A bit of history is in order.  In the early 1970s, a group of black parents successfully sued the city's School Committee, arguing that over a period of years it had intentionally segregated schools.  District lines had been drawn so that different races attended different schools.  Moreover, the white schools were clearly favored over the black schools.  White schools got more resources, better teachers, more attention.  Black schools got little.

Faced with this record, Federal Judge Arthur Garrity in 1974 imposed swift and strong remedies on the city.  The schools were to be desegregated immediately.  Garrity demanded that children be assigned to schools such that all schools had an equally diverse racial mix.  White kids were sent to black schools; black kids were sent to white schools. Busing ensued.

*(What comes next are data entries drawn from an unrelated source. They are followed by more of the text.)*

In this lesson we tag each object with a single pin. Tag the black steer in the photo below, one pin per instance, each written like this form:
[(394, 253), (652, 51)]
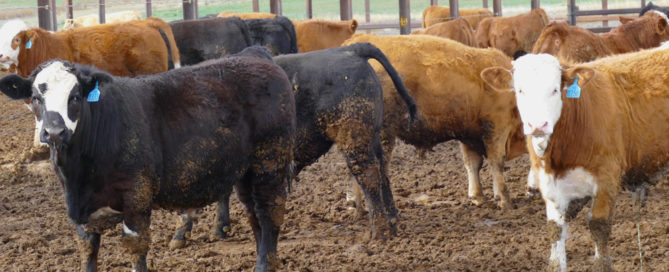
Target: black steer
[(173, 140), (339, 100), (210, 38), (277, 34)]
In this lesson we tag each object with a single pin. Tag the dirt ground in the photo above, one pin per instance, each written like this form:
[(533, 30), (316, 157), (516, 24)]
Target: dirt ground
[(439, 229)]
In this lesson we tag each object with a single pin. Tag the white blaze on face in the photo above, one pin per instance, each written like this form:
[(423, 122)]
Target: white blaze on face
[(536, 80), (59, 83)]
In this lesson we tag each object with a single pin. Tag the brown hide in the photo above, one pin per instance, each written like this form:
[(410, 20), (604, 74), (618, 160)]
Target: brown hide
[(436, 14), (320, 34), (458, 30), (123, 49), (158, 23), (574, 44), (251, 15), (453, 102), (513, 34), (619, 124), (570, 44)]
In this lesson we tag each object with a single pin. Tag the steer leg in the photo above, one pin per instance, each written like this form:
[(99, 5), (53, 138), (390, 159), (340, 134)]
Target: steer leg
[(473, 162), (89, 245), (264, 199), (600, 228), (557, 233), (184, 229), (223, 215)]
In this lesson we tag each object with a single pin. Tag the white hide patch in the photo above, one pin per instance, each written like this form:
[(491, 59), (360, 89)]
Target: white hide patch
[(536, 81), (103, 212), (7, 33), (577, 183), (128, 231), (539, 144), (59, 82)]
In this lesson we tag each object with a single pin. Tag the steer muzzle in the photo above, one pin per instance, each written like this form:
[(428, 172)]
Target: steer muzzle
[(54, 129)]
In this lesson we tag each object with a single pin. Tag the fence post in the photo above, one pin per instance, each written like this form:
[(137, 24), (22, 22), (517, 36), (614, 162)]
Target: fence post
[(189, 11), (54, 22), (275, 6), (455, 10), (571, 8), (70, 13), (605, 5), (345, 10), (101, 11), (535, 4), (309, 10), (497, 7), (43, 14), (405, 17)]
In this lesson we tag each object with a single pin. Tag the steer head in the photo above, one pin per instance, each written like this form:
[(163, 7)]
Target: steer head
[(540, 84), (58, 92)]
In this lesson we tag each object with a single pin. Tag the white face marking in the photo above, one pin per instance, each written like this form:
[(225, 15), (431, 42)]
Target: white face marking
[(536, 80), (59, 83), (103, 212), (128, 231), (7, 34)]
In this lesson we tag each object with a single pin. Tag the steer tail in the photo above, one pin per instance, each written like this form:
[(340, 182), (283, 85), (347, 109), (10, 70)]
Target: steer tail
[(170, 62), (369, 51), (174, 58)]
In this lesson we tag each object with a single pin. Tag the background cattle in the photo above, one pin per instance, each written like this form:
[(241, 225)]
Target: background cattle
[(251, 15), (210, 38), (8, 55), (592, 129), (575, 44), (458, 30), (316, 34), (436, 14), (453, 104), (339, 103), (139, 47), (513, 35), (93, 19), (277, 34), (172, 140)]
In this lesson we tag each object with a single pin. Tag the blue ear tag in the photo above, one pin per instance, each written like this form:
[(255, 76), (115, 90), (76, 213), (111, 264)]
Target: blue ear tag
[(94, 95), (574, 91)]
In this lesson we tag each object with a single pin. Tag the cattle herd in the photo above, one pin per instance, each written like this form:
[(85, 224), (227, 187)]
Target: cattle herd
[(144, 114)]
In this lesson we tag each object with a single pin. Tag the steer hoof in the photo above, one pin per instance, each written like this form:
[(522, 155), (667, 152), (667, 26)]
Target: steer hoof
[(477, 200), (175, 244)]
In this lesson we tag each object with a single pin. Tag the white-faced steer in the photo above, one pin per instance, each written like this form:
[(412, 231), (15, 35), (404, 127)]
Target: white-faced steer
[(122, 146), (591, 129)]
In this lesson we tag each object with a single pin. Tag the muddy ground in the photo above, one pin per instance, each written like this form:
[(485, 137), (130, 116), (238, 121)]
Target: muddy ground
[(439, 230)]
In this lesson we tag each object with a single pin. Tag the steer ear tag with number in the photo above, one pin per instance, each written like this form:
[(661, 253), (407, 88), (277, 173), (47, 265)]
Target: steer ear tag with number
[(94, 95), (574, 91)]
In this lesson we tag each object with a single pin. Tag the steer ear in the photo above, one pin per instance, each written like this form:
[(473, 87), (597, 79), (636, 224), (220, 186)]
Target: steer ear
[(89, 82), (584, 75), (16, 87), (498, 78)]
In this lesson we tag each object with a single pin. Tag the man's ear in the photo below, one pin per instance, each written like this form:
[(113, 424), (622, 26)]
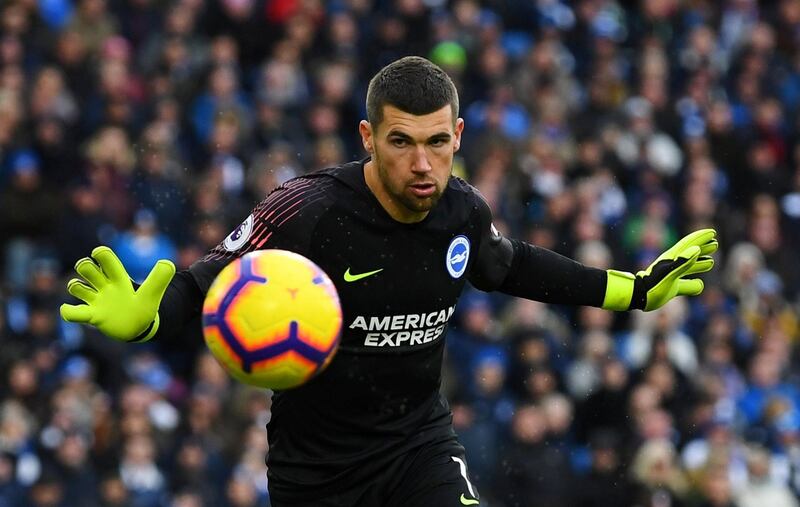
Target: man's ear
[(365, 129), (457, 131)]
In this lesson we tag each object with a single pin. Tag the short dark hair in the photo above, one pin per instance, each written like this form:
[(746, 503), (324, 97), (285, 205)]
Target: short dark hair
[(413, 85)]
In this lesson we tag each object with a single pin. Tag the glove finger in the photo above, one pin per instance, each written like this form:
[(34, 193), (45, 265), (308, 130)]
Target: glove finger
[(689, 257), (81, 291), (690, 287), (156, 282), (80, 314), (709, 248), (699, 237), (110, 264), (701, 265), (91, 273)]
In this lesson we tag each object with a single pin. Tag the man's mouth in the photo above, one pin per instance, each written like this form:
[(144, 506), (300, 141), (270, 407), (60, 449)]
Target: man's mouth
[(423, 189)]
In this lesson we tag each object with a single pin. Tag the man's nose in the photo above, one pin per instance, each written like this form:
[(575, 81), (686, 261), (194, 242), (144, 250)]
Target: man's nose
[(421, 163)]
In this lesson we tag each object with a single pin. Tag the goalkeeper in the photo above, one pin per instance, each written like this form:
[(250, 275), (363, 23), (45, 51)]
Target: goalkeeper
[(399, 236)]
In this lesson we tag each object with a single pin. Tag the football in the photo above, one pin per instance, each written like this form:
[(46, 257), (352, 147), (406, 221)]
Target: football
[(272, 319)]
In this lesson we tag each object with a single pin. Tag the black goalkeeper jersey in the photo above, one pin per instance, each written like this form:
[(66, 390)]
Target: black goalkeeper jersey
[(398, 285)]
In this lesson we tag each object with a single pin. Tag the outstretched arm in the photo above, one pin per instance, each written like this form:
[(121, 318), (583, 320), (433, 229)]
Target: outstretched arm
[(523, 270)]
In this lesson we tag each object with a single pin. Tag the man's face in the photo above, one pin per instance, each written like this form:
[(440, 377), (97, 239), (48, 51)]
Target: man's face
[(412, 158)]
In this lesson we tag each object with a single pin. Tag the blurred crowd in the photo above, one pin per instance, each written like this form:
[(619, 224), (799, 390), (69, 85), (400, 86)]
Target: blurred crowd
[(601, 129)]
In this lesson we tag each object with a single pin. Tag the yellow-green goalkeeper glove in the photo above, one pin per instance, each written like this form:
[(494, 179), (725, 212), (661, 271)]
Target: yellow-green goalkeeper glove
[(665, 277), (113, 305)]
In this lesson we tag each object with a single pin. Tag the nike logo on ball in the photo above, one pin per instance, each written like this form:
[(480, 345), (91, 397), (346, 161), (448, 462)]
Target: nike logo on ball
[(354, 278)]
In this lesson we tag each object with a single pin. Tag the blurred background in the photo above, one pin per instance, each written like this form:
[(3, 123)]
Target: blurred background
[(604, 130)]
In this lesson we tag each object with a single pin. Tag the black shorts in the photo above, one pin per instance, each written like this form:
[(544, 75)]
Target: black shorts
[(435, 475)]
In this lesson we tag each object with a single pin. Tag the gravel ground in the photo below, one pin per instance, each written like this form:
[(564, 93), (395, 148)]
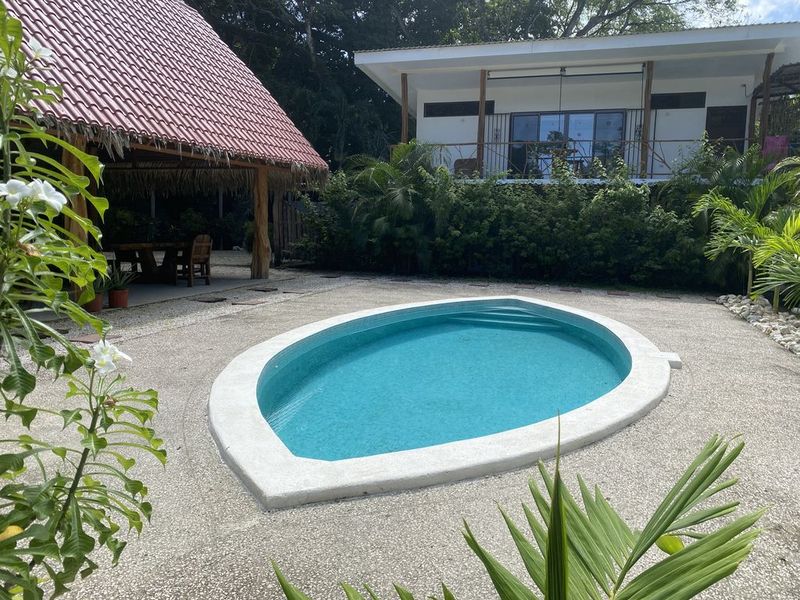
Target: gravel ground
[(209, 539)]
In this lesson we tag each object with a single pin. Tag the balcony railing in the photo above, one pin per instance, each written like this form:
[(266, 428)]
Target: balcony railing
[(534, 159)]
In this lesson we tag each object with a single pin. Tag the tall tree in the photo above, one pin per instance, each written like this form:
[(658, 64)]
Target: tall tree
[(303, 50), (607, 17)]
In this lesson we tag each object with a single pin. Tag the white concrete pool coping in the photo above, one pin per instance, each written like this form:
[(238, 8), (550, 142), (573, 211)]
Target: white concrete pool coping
[(279, 479)]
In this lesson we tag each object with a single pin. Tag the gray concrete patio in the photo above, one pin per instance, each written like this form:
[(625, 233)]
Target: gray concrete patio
[(209, 539)]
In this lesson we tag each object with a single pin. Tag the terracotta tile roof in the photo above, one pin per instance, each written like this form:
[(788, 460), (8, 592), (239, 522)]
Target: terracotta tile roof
[(154, 69)]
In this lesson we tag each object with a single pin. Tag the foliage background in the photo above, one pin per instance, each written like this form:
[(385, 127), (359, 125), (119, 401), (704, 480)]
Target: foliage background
[(303, 50), (618, 233)]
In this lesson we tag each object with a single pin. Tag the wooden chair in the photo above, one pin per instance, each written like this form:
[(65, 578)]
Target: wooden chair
[(197, 260)]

Many have argued -- I think correctly -- that Garrity's remedy had disastrous side effects.  It increased white flight to the suburbs, pushed whites into public and parochial schools, and destabilized neighborhoods.  By sending kids to schools often far from home, Garrity's remedy hurt kids themselves, making it harder for parents to stay involved in their children's education.

Be that as it may, Garrity's busing scheme ended in 1986.  By then, the world had changed considerably.  The School Committee was no longer intentionally segregating schools.  Garrity turned the school system back to the city.  Boston then itself adopted the busing scheme in place today.  Called "controlled choice," the new assignment scheme divides the city into three zones.    Parents choose their top three schools and are assigned as space is available.

Controlled choice still keeps race as part of its assignment methodology, however.  Each school has to meet a certain racial target of 49 percent African American, 15 percent white, and 35 percent from other races.  If a school varies from that prescribed racial balance, white or black students (as the case may be) will then be assigned to those schools, notwithstanding their parents' wishes.

It's those targets that are under attack and those targets that will fall if the lawsuit proceeds forward.

So what happens if the targets are removed?  The School Department claims that over 90 percent of parents receive one of their top three choices for schools.  That doesn't mean the remaining ten percent are assigned based on race, however.  Indeed, most of them are denied one of their choices simply because the schools they wanted were filled.

It appears that, if race-related school assignment was eliminated, only a handful of schools would start to re-segregate.  Even that is suspect, because "re-segregation" is imprecise.  Most of us, for example, would think a school with 60 percent whites and 40 percent minorities to be reasonably integrated.  Not so the School Department, however, which still holds to substantially higher targets.

For too long, the city has relied on racial assignment as a crutch to achieve diverse schools.  The beauty of the controlled choice system is that it was self-executing; a computer program could do the job.  Now the School Committee will have to look in earnest at other strategies that are, admittedly, harder and more management-intensive.  One way is to build schools in areas that attract students from black and white communities.  Another is to make some schools into magnet schools (with special resources and programs).  A third is to redraw zone lines themselves. (One phenomenon that should make this easier, by the way, is that Boston's neighborhoods themselves are dramatically less segregated than they were back in 1974.)

Parents are not being unreasonable when they object to their children, against their wishes, being sent across town to school.  The School Committee has known this for a long time.  It's too bad it takes a lawsuit to make them do something about it.